The university, saying that the future of health research is at stake, asked a federal court on Friday for permission to intervene in a dispute in which animal rights activists are seeking to make biomedical experiments with mice and rats virtually impossible to conduct.
"The animal rights groups' true motive in this case is to halt all animal-based medical research in the United States, with total disregard to the human consequences," said Estelle Fishbein, vice president and general counsel of the university.
The university asked to be made a party to a lawsuit filed by animal rights groups against the Department of Agriculture. The groups are seeking to force the department to apply to mice, rats and birds the extensive record-keeping and other regulations that now apply to far smaller numbers of larger experimental animals such as primates and dogs.
Mice and rats have long been important to biomedical research because their short life cycles make research go faster and because they are, compared with other animals, inexpensive to use. With the explosive advance in knowledge of genetics in recent years, mice have become even more important because of scientists' ability to breed them in ways that demonstrate the role of specific genes.
The Public Health Service, a part of the Department of Health and Human Services, already regulates the use of experimental mice, rats and birds. Those animals now are exempt from the Agriculture Department regulations, which are designed for application to smaller populations of larger animals.

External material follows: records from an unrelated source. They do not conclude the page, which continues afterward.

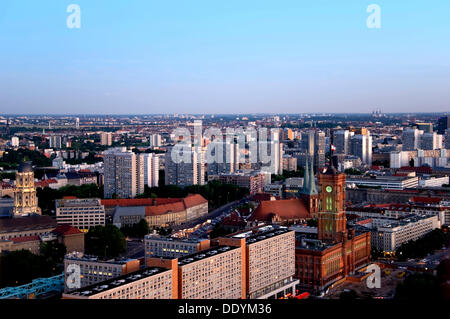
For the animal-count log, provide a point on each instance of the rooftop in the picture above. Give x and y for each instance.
(188, 259)
(117, 282)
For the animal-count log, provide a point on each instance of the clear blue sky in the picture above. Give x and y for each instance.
(145, 56)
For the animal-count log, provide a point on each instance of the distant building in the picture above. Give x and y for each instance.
(170, 247)
(123, 173)
(184, 173)
(411, 139)
(253, 180)
(25, 199)
(80, 213)
(106, 138)
(55, 141)
(94, 269)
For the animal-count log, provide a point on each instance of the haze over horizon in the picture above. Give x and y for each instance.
(151, 57)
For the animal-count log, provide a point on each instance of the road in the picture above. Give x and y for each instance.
(136, 249)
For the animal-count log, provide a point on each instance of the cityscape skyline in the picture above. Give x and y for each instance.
(147, 56)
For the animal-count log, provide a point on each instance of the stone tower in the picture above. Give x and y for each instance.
(332, 220)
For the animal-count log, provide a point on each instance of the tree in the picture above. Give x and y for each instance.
(312, 223)
(105, 241)
(138, 230)
(348, 295)
(53, 251)
(21, 267)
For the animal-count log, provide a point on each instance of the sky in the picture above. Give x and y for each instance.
(245, 56)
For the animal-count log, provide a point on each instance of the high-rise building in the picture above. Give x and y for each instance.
(223, 157)
(25, 200)
(80, 213)
(430, 141)
(341, 140)
(55, 141)
(151, 169)
(447, 139)
(255, 264)
(443, 124)
(361, 146)
(185, 172)
(123, 173)
(155, 140)
(15, 141)
(411, 139)
(106, 138)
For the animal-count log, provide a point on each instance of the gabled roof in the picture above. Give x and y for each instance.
(65, 229)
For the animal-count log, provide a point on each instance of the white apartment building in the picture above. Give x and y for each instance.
(391, 235)
(147, 283)
(123, 173)
(106, 138)
(151, 169)
(80, 213)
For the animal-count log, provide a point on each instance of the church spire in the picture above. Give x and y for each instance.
(309, 182)
(312, 181)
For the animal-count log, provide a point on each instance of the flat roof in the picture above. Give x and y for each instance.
(188, 259)
(117, 282)
(262, 233)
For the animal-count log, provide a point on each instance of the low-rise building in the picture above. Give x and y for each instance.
(80, 213)
(94, 270)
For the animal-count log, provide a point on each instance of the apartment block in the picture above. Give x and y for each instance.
(80, 213)
(94, 270)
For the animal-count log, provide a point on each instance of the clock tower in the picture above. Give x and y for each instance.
(332, 220)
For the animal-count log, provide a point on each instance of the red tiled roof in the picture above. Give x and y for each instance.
(285, 209)
(25, 239)
(65, 229)
(163, 209)
(127, 202)
(258, 197)
(194, 200)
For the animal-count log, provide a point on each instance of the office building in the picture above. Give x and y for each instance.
(155, 140)
(184, 172)
(392, 234)
(411, 139)
(331, 252)
(221, 158)
(151, 169)
(361, 146)
(341, 140)
(255, 264)
(14, 141)
(94, 270)
(443, 124)
(106, 138)
(254, 180)
(55, 141)
(80, 213)
(123, 173)
(172, 247)
(25, 199)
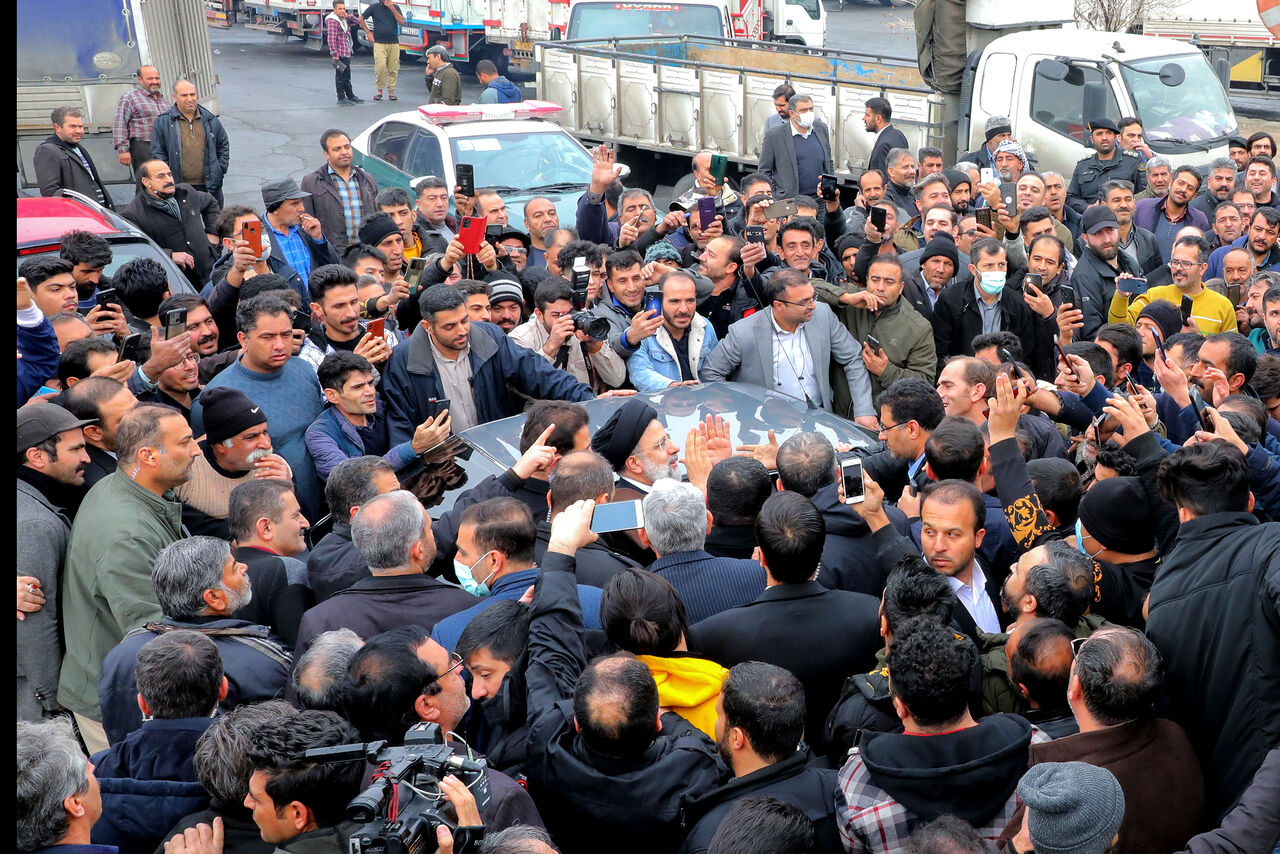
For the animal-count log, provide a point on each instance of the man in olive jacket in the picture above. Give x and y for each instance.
(123, 524)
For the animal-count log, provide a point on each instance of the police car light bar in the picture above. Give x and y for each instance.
(444, 114)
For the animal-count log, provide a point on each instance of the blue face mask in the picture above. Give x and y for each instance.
(992, 281)
(467, 579)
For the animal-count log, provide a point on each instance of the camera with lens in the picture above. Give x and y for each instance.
(580, 279)
(400, 812)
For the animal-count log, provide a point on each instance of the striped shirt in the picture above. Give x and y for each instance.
(352, 209)
(295, 249)
(337, 36)
(135, 114)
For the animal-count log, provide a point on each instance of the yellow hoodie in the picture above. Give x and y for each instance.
(688, 686)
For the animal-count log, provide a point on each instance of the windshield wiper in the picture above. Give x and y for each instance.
(558, 187)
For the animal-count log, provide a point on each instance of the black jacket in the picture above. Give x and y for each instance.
(586, 798)
(379, 603)
(188, 234)
(1215, 616)
(334, 563)
(278, 601)
(849, 555)
(864, 706)
(792, 781)
(956, 322)
(58, 169)
(255, 665)
(149, 782)
(766, 630)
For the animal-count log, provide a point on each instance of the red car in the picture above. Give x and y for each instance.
(42, 222)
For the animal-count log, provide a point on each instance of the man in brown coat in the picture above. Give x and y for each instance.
(1114, 681)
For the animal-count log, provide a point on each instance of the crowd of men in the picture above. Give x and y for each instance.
(1051, 622)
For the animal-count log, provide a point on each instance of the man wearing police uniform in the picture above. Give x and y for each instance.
(1109, 163)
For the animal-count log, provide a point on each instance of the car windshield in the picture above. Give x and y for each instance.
(620, 19)
(1196, 110)
(124, 251)
(524, 160)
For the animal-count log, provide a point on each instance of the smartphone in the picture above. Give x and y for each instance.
(653, 300)
(465, 177)
(1061, 355)
(414, 274)
(827, 187)
(1160, 343)
(1009, 195)
(617, 516)
(851, 479)
(471, 232)
(1206, 420)
(106, 298)
(252, 234)
(131, 346)
(705, 211)
(1133, 284)
(781, 209)
(720, 165)
(434, 406)
(878, 218)
(174, 323)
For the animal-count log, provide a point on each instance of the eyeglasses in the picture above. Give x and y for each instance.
(455, 662)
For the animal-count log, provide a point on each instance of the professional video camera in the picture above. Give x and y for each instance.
(595, 328)
(400, 812)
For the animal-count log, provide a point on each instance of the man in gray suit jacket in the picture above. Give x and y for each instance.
(798, 153)
(789, 347)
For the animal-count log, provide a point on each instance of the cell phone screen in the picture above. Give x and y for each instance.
(851, 479)
(617, 516)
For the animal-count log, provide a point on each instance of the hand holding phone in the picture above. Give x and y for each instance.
(617, 516)
(851, 482)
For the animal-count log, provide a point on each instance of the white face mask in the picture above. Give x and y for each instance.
(466, 576)
(992, 281)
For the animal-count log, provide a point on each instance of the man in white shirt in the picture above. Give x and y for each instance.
(951, 529)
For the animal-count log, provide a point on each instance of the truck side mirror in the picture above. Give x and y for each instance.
(1051, 69)
(1171, 74)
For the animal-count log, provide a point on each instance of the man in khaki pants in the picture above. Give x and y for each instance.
(385, 36)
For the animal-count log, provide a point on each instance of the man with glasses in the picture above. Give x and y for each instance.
(403, 676)
(393, 535)
(1211, 311)
(790, 348)
(798, 153)
(437, 227)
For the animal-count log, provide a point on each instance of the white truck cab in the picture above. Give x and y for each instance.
(1050, 86)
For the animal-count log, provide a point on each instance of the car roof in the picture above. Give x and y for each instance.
(46, 219)
(750, 410)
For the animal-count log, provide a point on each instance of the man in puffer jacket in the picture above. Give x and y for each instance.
(149, 780)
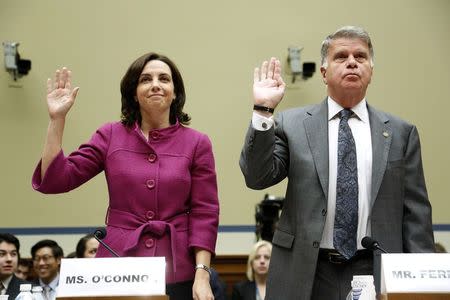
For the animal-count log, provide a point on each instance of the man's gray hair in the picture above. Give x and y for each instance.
(352, 32)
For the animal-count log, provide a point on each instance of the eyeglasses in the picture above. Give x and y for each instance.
(44, 258)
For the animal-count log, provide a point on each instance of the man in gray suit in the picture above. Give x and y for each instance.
(302, 144)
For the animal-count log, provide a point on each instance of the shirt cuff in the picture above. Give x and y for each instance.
(261, 123)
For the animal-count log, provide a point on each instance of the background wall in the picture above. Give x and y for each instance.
(216, 45)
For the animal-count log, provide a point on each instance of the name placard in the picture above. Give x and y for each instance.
(415, 272)
(117, 276)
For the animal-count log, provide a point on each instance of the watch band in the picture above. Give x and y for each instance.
(204, 267)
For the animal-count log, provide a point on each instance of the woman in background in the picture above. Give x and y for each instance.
(87, 246)
(257, 269)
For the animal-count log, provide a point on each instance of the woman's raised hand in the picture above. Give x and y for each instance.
(268, 86)
(60, 95)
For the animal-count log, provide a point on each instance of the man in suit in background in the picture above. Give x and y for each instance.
(352, 170)
(9, 257)
(46, 255)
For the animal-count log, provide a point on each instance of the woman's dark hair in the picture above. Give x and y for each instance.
(81, 245)
(129, 83)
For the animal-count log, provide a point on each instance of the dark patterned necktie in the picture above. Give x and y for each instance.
(346, 218)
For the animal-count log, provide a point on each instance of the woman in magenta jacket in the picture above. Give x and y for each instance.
(160, 174)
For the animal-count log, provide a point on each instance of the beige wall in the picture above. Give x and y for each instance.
(216, 45)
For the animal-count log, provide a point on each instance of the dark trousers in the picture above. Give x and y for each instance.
(333, 279)
(180, 290)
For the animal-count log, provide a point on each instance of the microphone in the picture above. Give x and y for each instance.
(99, 235)
(371, 244)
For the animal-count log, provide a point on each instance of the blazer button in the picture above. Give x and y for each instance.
(154, 135)
(150, 215)
(149, 243)
(152, 157)
(151, 184)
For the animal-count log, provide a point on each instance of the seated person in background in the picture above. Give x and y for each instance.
(257, 268)
(9, 258)
(24, 268)
(87, 247)
(46, 255)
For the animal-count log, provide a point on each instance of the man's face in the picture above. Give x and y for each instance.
(349, 66)
(46, 265)
(22, 272)
(8, 259)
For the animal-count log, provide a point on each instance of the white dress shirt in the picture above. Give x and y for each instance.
(360, 127)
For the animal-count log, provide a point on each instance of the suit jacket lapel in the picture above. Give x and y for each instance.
(381, 143)
(316, 127)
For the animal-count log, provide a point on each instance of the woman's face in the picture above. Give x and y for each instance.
(91, 248)
(155, 91)
(260, 264)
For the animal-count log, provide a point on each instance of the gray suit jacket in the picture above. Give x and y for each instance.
(297, 148)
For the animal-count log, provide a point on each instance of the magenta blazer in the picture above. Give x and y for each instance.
(162, 192)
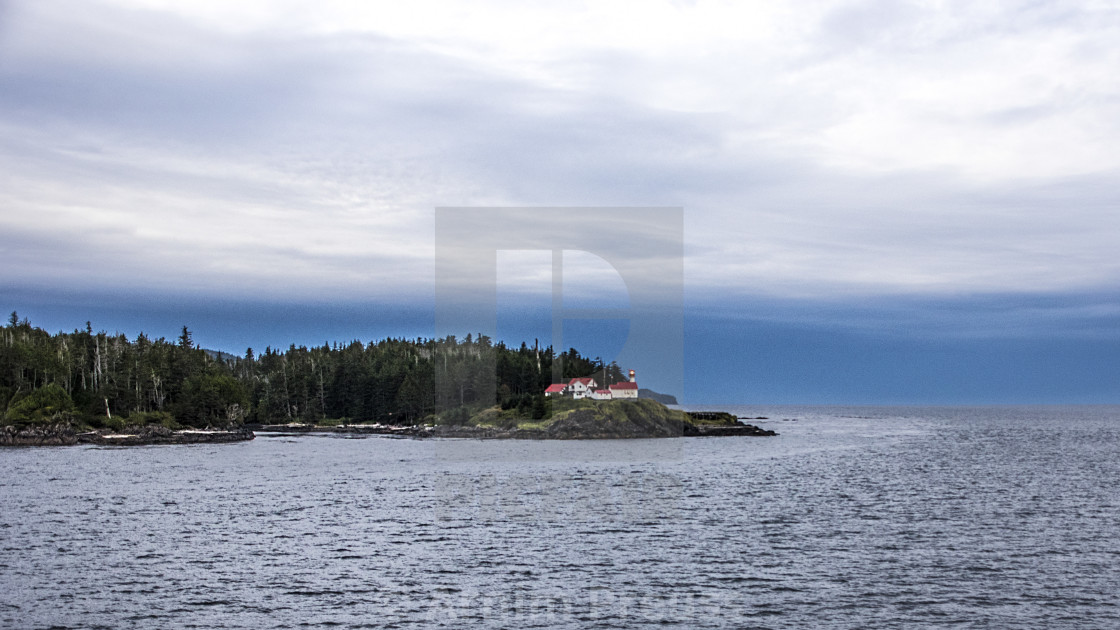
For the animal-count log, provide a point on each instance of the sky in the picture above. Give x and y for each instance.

The USDA regulations require, among other things, keeping extensive records on each individual animal.
The National Association for Biomedical Research estimates that 23 million mice and rats were used in 1999 in research nationwide and expects that number to grow by at least 50 percent in three years. At Johns Hopkins, the recipient of more federal research dollars than any other university, 468 faculty members are now using about 42,000 mice, 3,000 rats and 300 birds in their laboratories. Based on expected growth in research, the university is investing $30 million in a facility to breed and maintain 140,000 mice and rats.
"Keeping such individualized written records on the many thousands of mice, rats and birds at Hopkins to comply with USDA regulations designed for other species would be virtually impractical, and probably impossible; would greatly increase the financial and personnel burden on Hopkins' research; and [would] undermine the cost-based reasons for using these animals in research," Hopkins said in a filing in U.S. District Court in Washington.
Plaintiffs in the suit that the university seeks to enter have claimed that the USDA's exemption of mice, rats and birds from its regulations is illegal. Johns Hopkins, if allowed to intervene, will argue that the exemption is expressly legal under the language of the Animal Welfare Act and consistent with the intent of Congress.
"The current PHS guidelines applicable to birds, rats and mice are reasonable and adequate to ensure the humane treatment of these species, so there is no compelling need to add yet another layer of regulatory effort to this subject," the university's filing said.
At a minimum, a victory by the plaintiffs would greatly slow the pace of medical advances and make research far more expensive, the university said. It likely would result in research being shifted to areas of the world with little or no regulatory oversight, the university added.
The university said it is necessary to intervene because the federal government may no longer be representing the interests of researchers and patients in the controversy. The government has told the court it is holding settlement negotiations with the plaintiffs.
"A settlement reached without the participation of representatives of the nation's research community is likely to include capitulation in full or in part to the plaintiffs' demands," the university said.
"Hopkins was dismayed when it learned that the USDA is blocking any attempt by the research community to participate in negotiations that may directly affect U.S. leadership in biomedical research," Fishbein said. "Johns Hopkins will not sit idly by and watch this happen."